O francês, vigoroso e ágil, reergueu-se rapidamente. Com um soco e um pontapé, ele lançou ao chão dois dos seus adversários, pouco à vontade em suas longas túnicas, e, arrojando-se pagode afora com toda a rapidez das suas pernas, logo distanciou-se do terceiro hindu, que lançara-se nas suas pegadas, alvoroçando toda a gente.
Faltando cinco minutos para as oito horas, poucos minutos apenas antes da partida do trem, sem chapéu, de pés descalços, e tendo perdido, na briga, o pacote contendo as compras, Chavemestra chegou à estação ferroviária.
Fix lá estava, na plataforma de embarque.

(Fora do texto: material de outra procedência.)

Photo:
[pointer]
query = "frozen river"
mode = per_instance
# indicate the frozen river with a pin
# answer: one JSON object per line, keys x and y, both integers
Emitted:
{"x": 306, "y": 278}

Havendo seguido o senhor Fogg até a estação, ele compreendera que o seu “esperto” deixaria Bombaim. Imediatamente, ele tomou o partido de acompanhá-lo até Calcutá, ou para lá de Calcutá se preciso fosse. Chavemestra não notou Fix, que permanecia secreto, mas Fix ouviu o relato de suas aventuras, sumariamente narradas a Mr. Fogg.

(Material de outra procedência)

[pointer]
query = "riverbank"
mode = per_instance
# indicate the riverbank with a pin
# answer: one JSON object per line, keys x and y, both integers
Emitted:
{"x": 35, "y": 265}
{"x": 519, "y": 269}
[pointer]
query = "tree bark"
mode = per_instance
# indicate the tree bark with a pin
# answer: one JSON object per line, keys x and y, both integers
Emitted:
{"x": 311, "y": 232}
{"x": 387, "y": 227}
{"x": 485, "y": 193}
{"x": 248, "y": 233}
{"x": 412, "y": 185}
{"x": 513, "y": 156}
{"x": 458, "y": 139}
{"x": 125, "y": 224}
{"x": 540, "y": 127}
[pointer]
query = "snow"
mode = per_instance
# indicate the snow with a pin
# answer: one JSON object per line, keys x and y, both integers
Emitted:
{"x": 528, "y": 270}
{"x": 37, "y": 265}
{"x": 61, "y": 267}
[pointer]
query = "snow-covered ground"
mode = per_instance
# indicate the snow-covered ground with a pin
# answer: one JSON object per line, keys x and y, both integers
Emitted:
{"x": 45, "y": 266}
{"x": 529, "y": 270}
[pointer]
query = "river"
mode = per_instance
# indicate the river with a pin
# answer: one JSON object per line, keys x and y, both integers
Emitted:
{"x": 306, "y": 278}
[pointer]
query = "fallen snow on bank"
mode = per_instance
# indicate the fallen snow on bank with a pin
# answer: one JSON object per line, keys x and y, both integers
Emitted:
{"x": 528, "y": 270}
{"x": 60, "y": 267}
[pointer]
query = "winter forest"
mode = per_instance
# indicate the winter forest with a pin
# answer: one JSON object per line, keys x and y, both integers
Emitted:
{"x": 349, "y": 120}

– Eu espero que isso não lhe aconteça de novo – reagiu simplesmente seu amo, tomando assento num dos vagões do trem.
O pobre homem, descalço e extenuado, seguiu-o sem dizer mais nada.
Fix ia subindo num outro vagão quando uma idéia susteve-o, modificando subitamente o seu projeto de partida.

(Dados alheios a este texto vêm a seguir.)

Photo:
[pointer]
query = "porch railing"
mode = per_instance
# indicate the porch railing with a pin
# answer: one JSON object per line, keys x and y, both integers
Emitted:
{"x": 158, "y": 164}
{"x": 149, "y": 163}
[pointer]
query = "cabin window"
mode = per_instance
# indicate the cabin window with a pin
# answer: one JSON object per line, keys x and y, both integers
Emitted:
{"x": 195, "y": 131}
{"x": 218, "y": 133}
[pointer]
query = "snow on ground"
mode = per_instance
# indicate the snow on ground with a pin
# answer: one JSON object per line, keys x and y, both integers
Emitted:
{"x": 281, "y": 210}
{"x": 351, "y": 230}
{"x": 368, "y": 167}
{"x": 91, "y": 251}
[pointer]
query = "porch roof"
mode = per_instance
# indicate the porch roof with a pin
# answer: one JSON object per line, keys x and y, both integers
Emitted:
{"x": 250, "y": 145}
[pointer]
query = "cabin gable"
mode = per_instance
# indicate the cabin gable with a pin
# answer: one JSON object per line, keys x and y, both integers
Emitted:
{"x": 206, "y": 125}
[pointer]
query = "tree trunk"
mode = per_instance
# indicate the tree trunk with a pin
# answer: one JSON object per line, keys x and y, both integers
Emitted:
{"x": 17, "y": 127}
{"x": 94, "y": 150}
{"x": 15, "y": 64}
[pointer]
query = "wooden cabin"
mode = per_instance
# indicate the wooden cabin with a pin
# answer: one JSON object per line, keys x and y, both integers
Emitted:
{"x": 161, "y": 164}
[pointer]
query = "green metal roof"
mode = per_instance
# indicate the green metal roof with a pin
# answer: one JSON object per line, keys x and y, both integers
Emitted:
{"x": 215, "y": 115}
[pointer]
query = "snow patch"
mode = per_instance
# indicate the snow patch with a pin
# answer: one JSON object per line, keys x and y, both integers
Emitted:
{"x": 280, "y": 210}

“Não, eu ficarei aqui – disse a si mesmo. – Um delito foi cometido em solo indiano... É isso! Ele está em minhas mãos!”
Nesse momento, a locomotiva lançou um sibilante apito, e o trem sumiu na escuridão noturna.
XI
Onde Phileas Fogg compra uma besta
de montar por um preço fabuloso.
O trem partira na hora regulamentar. Ele levava um certo número de viajantes, alguns oficiais, funcionários civis e negociantes de ópio e de índigo cujo mercado atraía-os à parte oriental da península.
Chavemestra ocupava o mesmo compartimento de seu amo. Um terceiro viajante achava-se sentado no lado oposto.
Era o general-de-brigada, Sir Francis Cromarty, um dos parceiros de Mr. Fogg durante a travessia de Suez a Bombaim, que juntava-se às suas tropas acantonadas perto de Benarés.
Sir Francis Cromarty, alto, louro, contando cerca de cinqüenta anos, que muito destacara-se durante a última revolta dos sipaios, merecia realmente a qualificação de nativo. Desde a sua juventude, ele vivia na Índia, e não fizera senão raras aparições em seu país natal. Era um homem instruído, que teria de bom grado prestado esclarecimentos sobre os costumes, a história, a organização do país hindu, fora Phileas Fogg homem de solicitá-los. Mas este cavalheiro não perguntava nada. Ele não viajava, ele descrevia uma circunferência. Era um corpo com o seu peso, percorrendo uma órbita ao redor do globo terrestre, conforme às leis da Mecânica Racional. Nesse momento, ele refazia mentalmente o cálculo das horas consumidas desde sua saída de Londres, e estaria esfregando as mãos se sua natureza lhe permitisse fazer um movimento inútil.
A Sir Francis Cromarty não passara despercebida a originalidade do seu companheiro de viagem, se bem que só o houvesse observado com as cartas na mão e entre duas rodadas. Ele tinha, então, razões para se perguntar se um coração humano batia sob aquele invólucro frio, se Phileas Fogg possuía uma alma sensível às belezas naturais e às aspirações morais do homem.